I’m one of those people that, when I watch a film, I imagine myself in the situations presented on screen. I wonder how I would react to those scenarios, how I would go about doing everything. Perhaps that’s the reason why I felt so horrible and loathing because no one would EVER want to undergo what this young boy had to endure. Imagine Tarkovsky’s lamentable Ivan’s Childhood being remade by Sam Peckinpah at his grittiest, most cerebral zeitgeist.
It’s funny, because there is blood spilled on screen, but that’s not what’s so haunting about this picture. It’s the atmosphere that really adds to the degradation of the human psych. Throughout the first half of the film we hear non-diegetic noises in the sound track that can only be summed up as, “some really weird fucking sounds.” Imagine the most haunting track you can from a David Lynch film and multiply that by ten and maybe then you might know what I’m writing about. When the young boy and girl are traveling through the bog and that sound is playing overhead it is absolutely unnerving. I literally felt dirty.

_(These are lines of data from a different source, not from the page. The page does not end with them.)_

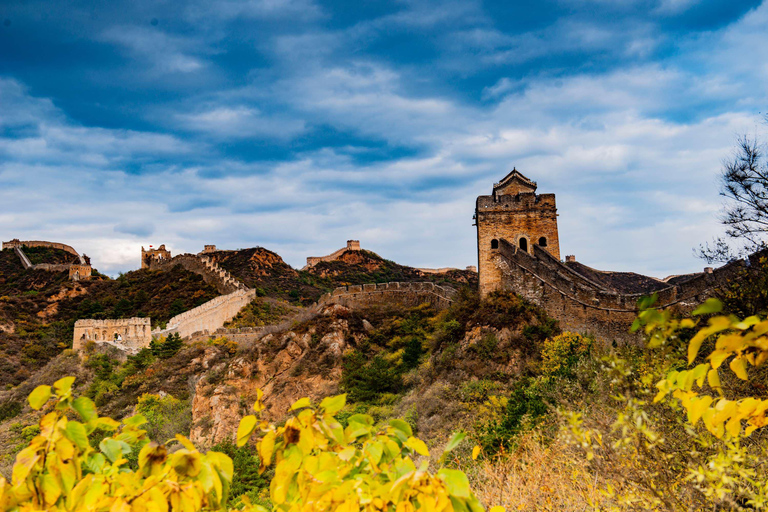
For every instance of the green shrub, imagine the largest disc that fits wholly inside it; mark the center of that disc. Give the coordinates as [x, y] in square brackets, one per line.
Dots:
[166, 416]
[9, 410]
[524, 409]
[364, 378]
[246, 479]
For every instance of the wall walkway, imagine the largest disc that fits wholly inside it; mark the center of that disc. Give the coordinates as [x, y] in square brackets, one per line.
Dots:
[408, 294]
[223, 281]
[582, 305]
[208, 317]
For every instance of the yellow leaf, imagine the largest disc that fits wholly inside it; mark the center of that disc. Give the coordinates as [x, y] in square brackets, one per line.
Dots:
[697, 408]
[418, 446]
[301, 403]
[51, 489]
[266, 447]
[739, 367]
[333, 404]
[246, 428]
[694, 345]
[63, 386]
[25, 461]
[714, 380]
[717, 357]
[733, 426]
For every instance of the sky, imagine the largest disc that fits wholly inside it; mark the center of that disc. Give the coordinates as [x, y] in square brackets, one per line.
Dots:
[296, 125]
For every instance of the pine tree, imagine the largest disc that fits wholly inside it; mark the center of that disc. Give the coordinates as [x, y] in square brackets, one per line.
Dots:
[172, 345]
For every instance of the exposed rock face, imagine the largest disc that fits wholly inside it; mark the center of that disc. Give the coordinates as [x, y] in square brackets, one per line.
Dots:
[286, 366]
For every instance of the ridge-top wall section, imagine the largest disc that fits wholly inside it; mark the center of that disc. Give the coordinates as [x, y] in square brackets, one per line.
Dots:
[583, 306]
[209, 316]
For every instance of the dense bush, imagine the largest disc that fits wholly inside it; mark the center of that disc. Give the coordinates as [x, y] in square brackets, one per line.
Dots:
[365, 379]
[319, 465]
[166, 416]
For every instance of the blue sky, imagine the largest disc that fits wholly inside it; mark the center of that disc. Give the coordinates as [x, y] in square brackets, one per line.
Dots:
[298, 124]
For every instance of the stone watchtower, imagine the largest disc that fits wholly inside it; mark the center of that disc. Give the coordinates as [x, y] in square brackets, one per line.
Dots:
[515, 213]
[161, 254]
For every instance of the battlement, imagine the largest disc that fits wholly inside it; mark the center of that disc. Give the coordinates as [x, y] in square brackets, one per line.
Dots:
[519, 201]
[583, 305]
[407, 294]
[352, 245]
[209, 316]
[77, 272]
[129, 334]
[514, 212]
[152, 256]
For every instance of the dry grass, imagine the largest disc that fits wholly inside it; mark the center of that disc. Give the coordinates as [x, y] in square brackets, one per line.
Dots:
[537, 477]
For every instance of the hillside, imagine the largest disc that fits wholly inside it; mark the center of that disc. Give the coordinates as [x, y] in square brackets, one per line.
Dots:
[266, 271]
[561, 420]
[38, 308]
[391, 360]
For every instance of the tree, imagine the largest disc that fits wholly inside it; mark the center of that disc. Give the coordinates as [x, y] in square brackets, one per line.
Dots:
[745, 185]
[319, 465]
[170, 346]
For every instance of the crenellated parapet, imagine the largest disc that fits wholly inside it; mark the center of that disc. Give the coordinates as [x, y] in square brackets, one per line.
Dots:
[352, 245]
[583, 305]
[80, 271]
[407, 294]
[208, 317]
[223, 281]
[127, 334]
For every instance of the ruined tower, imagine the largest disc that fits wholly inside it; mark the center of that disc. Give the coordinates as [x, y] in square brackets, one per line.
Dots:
[152, 255]
[516, 214]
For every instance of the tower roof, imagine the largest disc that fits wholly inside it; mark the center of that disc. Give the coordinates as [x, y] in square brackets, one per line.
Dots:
[513, 183]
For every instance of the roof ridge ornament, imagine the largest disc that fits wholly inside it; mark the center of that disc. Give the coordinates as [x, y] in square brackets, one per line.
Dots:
[513, 175]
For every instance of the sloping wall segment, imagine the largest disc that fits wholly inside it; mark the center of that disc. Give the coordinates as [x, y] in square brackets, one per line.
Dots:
[581, 305]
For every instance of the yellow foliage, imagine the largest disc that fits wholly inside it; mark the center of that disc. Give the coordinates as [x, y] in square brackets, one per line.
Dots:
[319, 465]
[322, 466]
[560, 353]
[743, 343]
[222, 341]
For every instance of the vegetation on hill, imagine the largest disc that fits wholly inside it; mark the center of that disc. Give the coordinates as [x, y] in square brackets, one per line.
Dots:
[38, 309]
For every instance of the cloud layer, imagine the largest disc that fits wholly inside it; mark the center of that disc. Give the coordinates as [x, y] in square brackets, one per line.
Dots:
[296, 125]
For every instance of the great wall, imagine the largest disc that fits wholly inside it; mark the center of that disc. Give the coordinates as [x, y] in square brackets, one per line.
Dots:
[406, 294]
[518, 250]
[77, 271]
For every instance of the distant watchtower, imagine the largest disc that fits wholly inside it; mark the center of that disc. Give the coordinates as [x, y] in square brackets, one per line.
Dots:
[515, 213]
[152, 255]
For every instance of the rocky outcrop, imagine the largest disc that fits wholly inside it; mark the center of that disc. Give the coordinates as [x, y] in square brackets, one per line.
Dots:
[286, 366]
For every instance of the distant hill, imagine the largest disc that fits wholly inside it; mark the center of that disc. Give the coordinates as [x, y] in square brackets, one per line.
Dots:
[266, 271]
[38, 309]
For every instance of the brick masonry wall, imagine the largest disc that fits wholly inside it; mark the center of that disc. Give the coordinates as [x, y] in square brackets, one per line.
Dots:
[212, 274]
[583, 306]
[208, 317]
[510, 218]
[135, 333]
[407, 294]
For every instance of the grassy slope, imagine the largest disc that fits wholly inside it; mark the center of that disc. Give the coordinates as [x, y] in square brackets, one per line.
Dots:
[38, 309]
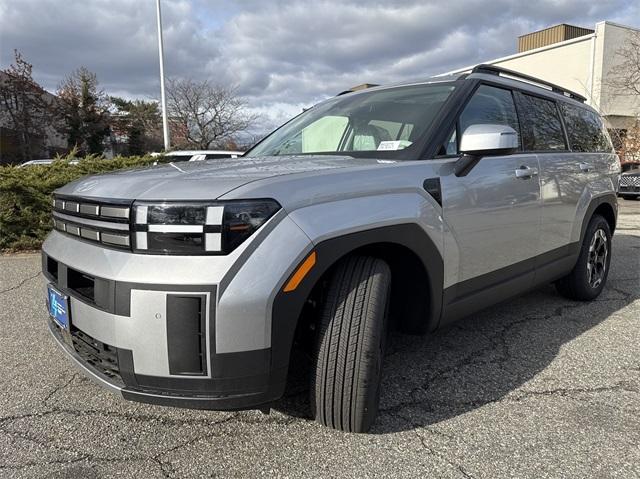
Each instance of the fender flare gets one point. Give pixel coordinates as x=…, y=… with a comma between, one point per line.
x=610, y=199
x=287, y=307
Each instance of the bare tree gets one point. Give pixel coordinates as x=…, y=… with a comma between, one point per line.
x=625, y=76
x=26, y=109
x=204, y=115
x=85, y=109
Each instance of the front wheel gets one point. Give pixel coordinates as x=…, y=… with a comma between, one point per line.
x=350, y=345
x=588, y=277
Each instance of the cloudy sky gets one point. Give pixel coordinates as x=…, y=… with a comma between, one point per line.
x=281, y=55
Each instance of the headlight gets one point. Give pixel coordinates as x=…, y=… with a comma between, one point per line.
x=197, y=228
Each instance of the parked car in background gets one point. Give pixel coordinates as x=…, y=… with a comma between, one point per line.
x=199, y=155
x=408, y=206
x=630, y=182
x=43, y=162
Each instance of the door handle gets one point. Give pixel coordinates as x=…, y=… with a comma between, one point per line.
x=525, y=172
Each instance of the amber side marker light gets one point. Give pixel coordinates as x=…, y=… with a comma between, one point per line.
x=300, y=273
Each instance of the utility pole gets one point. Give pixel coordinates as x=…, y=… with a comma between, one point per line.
x=163, y=100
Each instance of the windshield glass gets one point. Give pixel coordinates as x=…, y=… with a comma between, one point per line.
x=384, y=120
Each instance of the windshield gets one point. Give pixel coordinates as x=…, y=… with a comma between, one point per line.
x=381, y=120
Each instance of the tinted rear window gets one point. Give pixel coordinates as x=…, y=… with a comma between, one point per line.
x=541, y=126
x=585, y=130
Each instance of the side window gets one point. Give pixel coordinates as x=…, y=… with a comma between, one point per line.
x=488, y=105
x=541, y=126
x=585, y=129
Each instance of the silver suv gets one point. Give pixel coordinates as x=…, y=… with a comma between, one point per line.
x=407, y=206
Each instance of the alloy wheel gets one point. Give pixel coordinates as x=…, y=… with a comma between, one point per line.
x=597, y=258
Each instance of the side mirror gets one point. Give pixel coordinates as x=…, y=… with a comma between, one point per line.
x=484, y=140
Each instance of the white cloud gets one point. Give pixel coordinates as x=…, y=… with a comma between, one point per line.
x=282, y=55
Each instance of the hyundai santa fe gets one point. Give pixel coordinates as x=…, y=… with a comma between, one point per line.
x=407, y=206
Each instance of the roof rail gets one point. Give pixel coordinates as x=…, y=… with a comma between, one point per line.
x=494, y=70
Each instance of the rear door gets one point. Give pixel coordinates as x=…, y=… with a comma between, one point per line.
x=494, y=215
x=566, y=175
x=561, y=183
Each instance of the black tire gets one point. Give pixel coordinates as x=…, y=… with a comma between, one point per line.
x=581, y=284
x=350, y=344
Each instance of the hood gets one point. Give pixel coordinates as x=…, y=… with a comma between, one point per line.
x=199, y=180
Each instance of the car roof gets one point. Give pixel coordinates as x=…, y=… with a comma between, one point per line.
x=500, y=75
x=203, y=152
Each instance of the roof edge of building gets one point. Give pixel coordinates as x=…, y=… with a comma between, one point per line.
x=521, y=54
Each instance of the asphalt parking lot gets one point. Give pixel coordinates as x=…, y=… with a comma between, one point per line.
x=536, y=387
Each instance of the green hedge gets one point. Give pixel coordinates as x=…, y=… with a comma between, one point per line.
x=25, y=195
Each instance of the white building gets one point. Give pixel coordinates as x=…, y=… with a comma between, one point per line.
x=580, y=60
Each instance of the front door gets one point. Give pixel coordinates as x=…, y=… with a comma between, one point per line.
x=494, y=212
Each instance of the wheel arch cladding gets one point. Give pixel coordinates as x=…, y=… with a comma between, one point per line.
x=606, y=206
x=412, y=256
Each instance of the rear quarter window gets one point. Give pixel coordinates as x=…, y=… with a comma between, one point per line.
x=541, y=125
x=585, y=129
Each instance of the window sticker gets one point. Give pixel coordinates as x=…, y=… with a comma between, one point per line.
x=393, y=145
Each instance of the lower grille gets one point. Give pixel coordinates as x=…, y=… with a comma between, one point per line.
x=102, y=357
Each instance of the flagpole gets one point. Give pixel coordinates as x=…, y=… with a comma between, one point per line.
x=163, y=100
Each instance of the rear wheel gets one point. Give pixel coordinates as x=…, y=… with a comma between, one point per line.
x=588, y=277
x=350, y=345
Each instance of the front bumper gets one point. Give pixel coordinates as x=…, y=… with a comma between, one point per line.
x=128, y=311
x=259, y=389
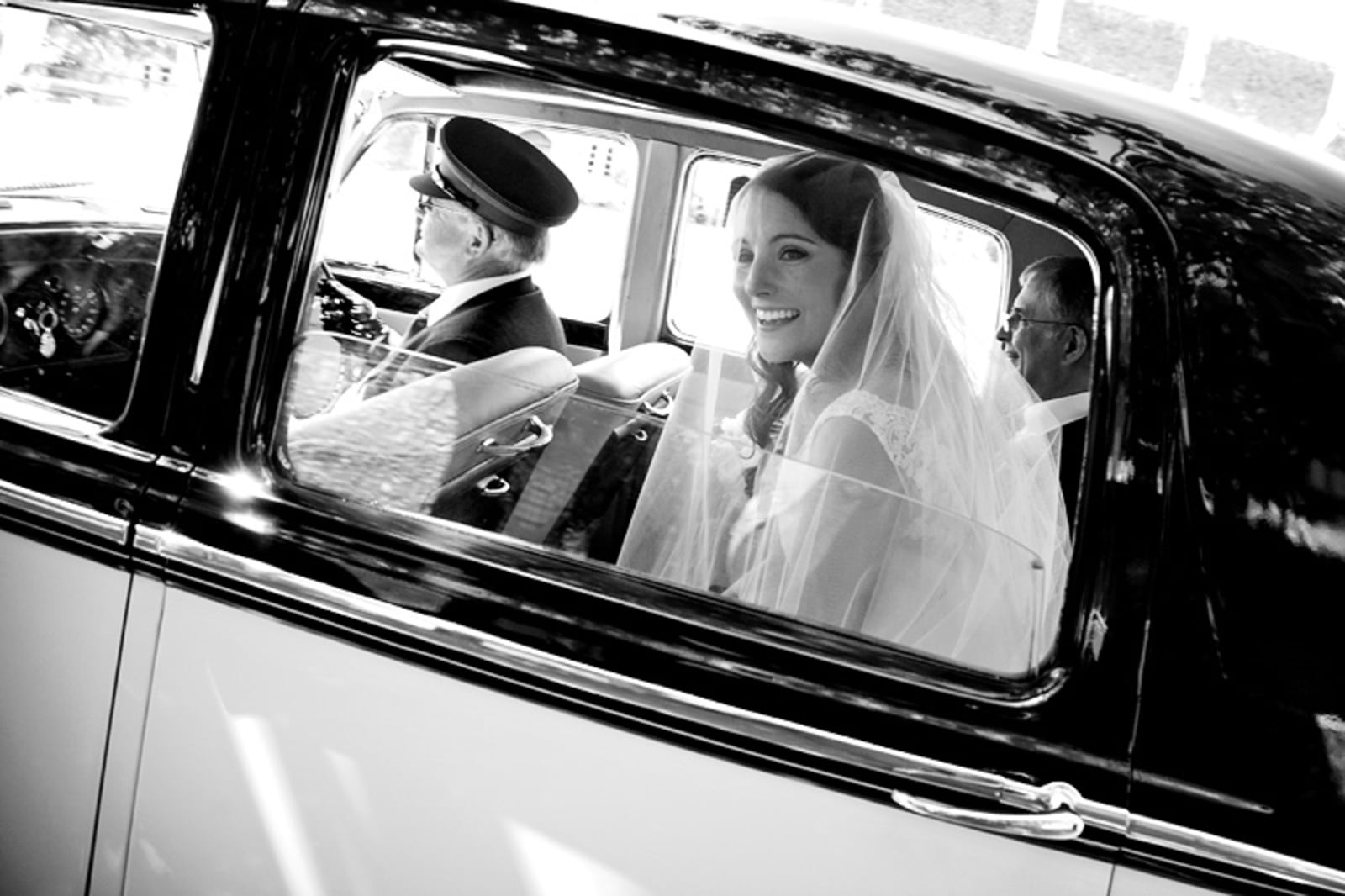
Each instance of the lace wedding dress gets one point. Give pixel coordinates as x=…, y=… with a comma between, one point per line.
x=899, y=501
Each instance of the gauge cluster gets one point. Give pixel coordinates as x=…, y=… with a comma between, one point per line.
x=71, y=308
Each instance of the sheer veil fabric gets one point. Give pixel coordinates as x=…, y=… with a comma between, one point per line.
x=899, y=499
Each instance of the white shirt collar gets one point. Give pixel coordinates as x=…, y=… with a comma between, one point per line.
x=461, y=293
x=1046, y=416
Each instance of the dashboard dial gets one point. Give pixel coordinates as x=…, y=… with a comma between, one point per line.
x=81, y=304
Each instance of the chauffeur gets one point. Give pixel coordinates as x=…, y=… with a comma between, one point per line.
x=488, y=205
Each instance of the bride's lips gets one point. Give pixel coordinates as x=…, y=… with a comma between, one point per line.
x=775, y=318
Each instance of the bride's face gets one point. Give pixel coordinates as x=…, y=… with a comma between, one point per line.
x=786, y=276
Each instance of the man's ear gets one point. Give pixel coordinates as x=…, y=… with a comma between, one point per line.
x=1078, y=345
x=479, y=240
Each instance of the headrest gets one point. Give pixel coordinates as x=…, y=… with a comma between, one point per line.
x=634, y=374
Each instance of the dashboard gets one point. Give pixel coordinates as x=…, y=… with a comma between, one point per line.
x=71, y=313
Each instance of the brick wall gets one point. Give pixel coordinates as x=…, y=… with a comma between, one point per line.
x=1278, y=89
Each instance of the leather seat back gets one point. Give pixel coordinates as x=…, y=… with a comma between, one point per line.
x=407, y=447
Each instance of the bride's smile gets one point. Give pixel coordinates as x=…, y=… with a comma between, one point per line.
x=787, y=275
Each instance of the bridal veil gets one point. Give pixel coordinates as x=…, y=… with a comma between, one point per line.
x=899, y=497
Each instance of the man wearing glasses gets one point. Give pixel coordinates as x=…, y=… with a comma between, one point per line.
x=488, y=203
x=1048, y=336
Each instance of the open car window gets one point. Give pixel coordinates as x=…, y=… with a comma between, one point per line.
x=82, y=219
x=569, y=451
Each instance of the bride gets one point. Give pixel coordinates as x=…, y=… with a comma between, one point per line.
x=852, y=472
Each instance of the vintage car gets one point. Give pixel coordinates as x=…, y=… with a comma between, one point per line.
x=252, y=645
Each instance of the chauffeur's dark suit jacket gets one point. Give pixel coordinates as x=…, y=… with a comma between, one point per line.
x=509, y=316
x=1071, y=461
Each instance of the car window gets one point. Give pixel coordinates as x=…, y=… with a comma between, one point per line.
x=96, y=108
x=649, y=461
x=973, y=257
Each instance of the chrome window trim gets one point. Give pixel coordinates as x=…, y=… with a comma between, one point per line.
x=92, y=522
x=47, y=416
x=699, y=710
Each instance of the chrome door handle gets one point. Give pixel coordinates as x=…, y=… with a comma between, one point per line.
x=661, y=407
x=540, y=436
x=1055, y=824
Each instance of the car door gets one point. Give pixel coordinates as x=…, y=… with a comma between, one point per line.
x=351, y=696
x=76, y=266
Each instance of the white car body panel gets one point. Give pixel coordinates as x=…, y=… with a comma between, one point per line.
x=61, y=620
x=320, y=767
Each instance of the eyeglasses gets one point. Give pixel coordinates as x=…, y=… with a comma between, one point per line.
x=1015, y=318
x=435, y=203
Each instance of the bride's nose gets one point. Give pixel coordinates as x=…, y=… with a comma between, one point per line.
x=759, y=280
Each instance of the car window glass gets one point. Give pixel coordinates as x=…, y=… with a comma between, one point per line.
x=96, y=107
x=645, y=461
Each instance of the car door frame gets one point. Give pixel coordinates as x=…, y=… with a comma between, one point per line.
x=719, y=678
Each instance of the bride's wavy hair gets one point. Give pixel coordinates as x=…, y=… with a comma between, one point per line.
x=836, y=197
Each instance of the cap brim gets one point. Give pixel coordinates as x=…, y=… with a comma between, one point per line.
x=425, y=185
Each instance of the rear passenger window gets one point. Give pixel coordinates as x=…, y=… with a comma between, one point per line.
x=80, y=225
x=861, y=472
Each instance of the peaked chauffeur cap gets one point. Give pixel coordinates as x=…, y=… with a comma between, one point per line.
x=501, y=177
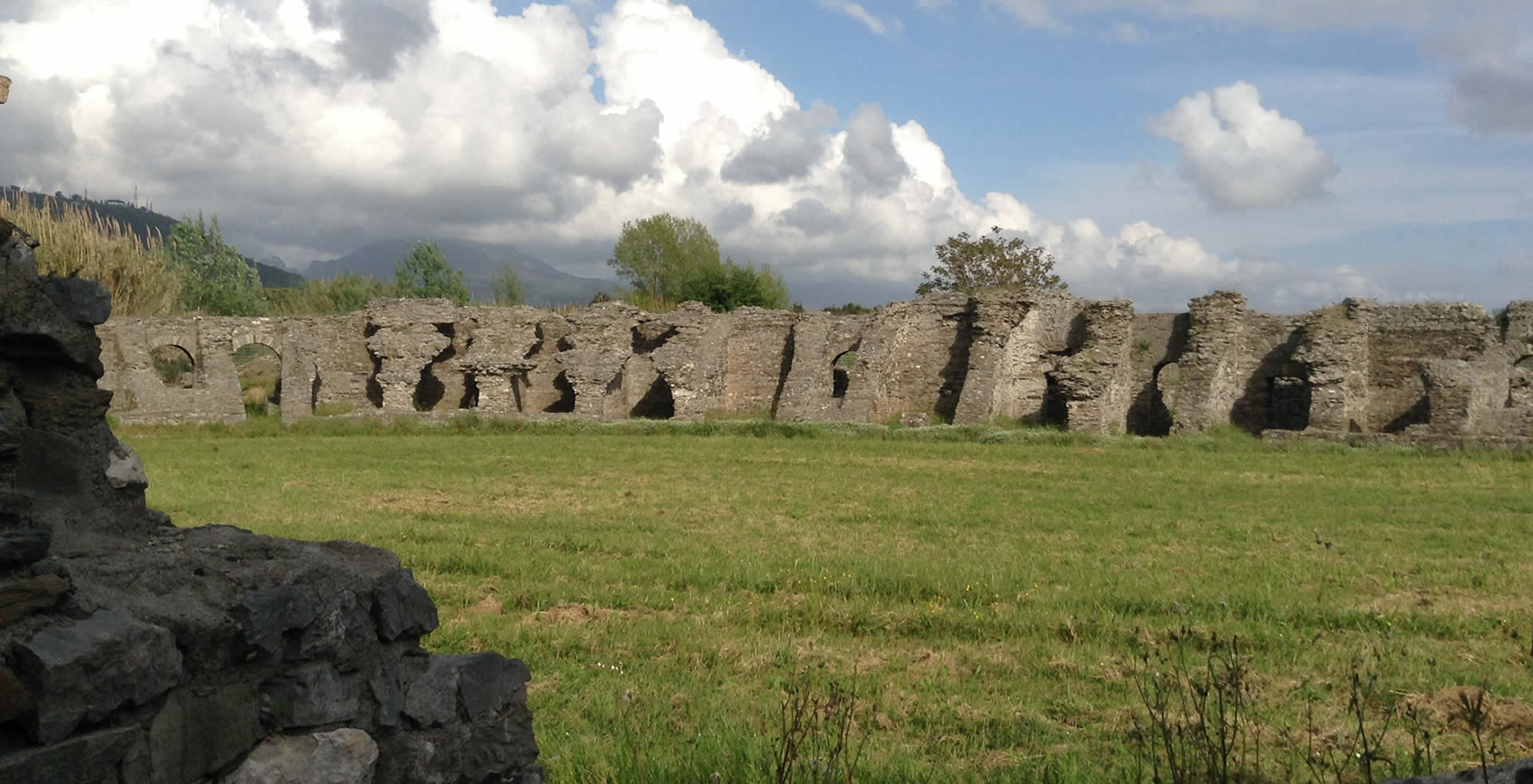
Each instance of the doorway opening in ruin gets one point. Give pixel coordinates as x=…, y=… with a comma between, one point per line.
x=656, y=402
x=173, y=366
x=1408, y=387
x=1288, y=402
x=1153, y=409
x=1056, y=410
x=436, y=382
x=956, y=372
x=259, y=370
x=469, y=392
x=842, y=372
x=566, y=402
x=1519, y=389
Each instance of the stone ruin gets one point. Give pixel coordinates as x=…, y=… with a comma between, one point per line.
x=1357, y=370
x=137, y=652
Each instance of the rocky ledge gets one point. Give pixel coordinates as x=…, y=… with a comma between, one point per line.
x=137, y=652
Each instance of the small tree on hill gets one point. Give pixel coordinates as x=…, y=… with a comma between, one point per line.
x=658, y=254
x=671, y=259
x=506, y=287
x=425, y=274
x=215, y=278
x=968, y=264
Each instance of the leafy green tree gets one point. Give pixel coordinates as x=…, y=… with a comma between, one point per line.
x=215, y=278
x=671, y=259
x=506, y=287
x=730, y=286
x=425, y=274
x=968, y=264
x=658, y=254
x=344, y=294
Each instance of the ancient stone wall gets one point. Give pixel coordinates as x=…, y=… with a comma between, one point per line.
x=137, y=652
x=1359, y=367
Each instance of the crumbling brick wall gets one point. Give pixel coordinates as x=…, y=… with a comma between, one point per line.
x=1044, y=358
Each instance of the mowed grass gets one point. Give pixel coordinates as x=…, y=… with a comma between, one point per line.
x=988, y=600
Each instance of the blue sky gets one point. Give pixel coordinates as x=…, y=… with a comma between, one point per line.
x=1299, y=151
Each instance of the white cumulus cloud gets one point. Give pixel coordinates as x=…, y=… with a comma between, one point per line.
x=310, y=133
x=1242, y=156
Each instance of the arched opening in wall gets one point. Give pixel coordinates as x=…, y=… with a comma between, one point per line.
x=656, y=402
x=173, y=366
x=1151, y=410
x=1418, y=413
x=518, y=389
x=566, y=402
x=1519, y=390
x=428, y=390
x=1288, y=399
x=1056, y=409
x=436, y=381
x=374, y=390
x=842, y=372
x=259, y=378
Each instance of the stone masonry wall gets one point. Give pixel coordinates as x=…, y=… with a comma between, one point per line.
x=1417, y=370
x=137, y=652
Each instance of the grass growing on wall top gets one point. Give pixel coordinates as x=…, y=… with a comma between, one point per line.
x=989, y=602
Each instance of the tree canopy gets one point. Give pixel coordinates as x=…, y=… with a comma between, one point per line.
x=215, y=278
x=671, y=259
x=968, y=264
x=425, y=274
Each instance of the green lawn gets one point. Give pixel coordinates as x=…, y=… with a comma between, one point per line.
x=989, y=602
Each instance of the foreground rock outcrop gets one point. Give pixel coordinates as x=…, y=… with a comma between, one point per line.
x=137, y=652
x=1449, y=373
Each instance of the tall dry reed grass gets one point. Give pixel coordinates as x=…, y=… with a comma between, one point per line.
x=81, y=243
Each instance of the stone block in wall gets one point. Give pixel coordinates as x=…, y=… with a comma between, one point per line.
x=310, y=695
x=88, y=669
x=341, y=757
x=341, y=625
x=115, y=755
x=267, y=614
x=401, y=607
x=201, y=729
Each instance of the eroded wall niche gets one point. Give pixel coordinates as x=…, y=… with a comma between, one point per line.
x=1441, y=370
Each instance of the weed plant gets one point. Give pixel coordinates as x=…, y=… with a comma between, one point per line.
x=948, y=604
x=80, y=243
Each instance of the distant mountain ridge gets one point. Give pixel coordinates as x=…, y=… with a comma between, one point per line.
x=146, y=224
x=480, y=261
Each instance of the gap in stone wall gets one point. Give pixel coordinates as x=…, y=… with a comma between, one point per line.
x=566, y=402
x=656, y=402
x=842, y=370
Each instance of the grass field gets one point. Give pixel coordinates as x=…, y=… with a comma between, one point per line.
x=996, y=599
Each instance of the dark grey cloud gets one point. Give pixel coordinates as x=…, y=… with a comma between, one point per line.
x=869, y=149
x=376, y=33
x=1494, y=100
x=791, y=145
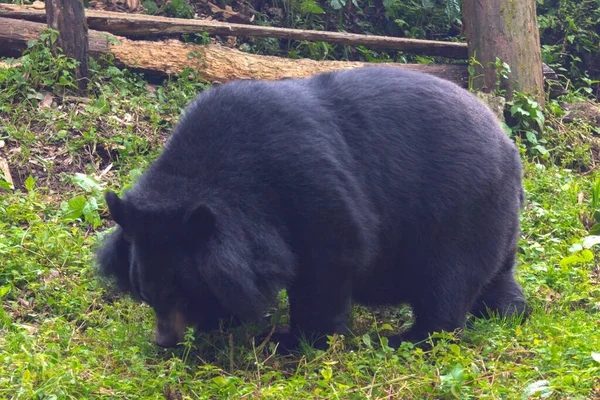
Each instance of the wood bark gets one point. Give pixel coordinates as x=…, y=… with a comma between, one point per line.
x=214, y=63
x=506, y=29
x=138, y=25
x=68, y=18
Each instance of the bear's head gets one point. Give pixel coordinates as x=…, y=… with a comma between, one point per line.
x=171, y=259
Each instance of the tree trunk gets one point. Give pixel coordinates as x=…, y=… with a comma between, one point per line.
x=506, y=29
x=68, y=18
x=214, y=63
x=138, y=25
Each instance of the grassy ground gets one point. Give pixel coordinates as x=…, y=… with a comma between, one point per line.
x=65, y=334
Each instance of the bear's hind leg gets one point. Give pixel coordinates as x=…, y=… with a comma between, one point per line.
x=502, y=296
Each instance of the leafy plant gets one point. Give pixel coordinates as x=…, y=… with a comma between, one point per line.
x=530, y=120
x=84, y=206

This film shows you the true horrors of war. Whether if it’s from the lone plane flying overhead or the pile of bodies behind the log cabin, all of these scenes are meant to stick in your head forever. I will never forget the infamous scene where the Nazis invade and ransack that poor village . . .
So this isn’t really a review, it’s more of a reaction piece. Needless to say, this is one of the best films I have ever seen, and one of the most scarring. Come and See is an extremely important anti-war film that you should seek out. Go and see Come and See (that was my lame attempt to brighten up this piece).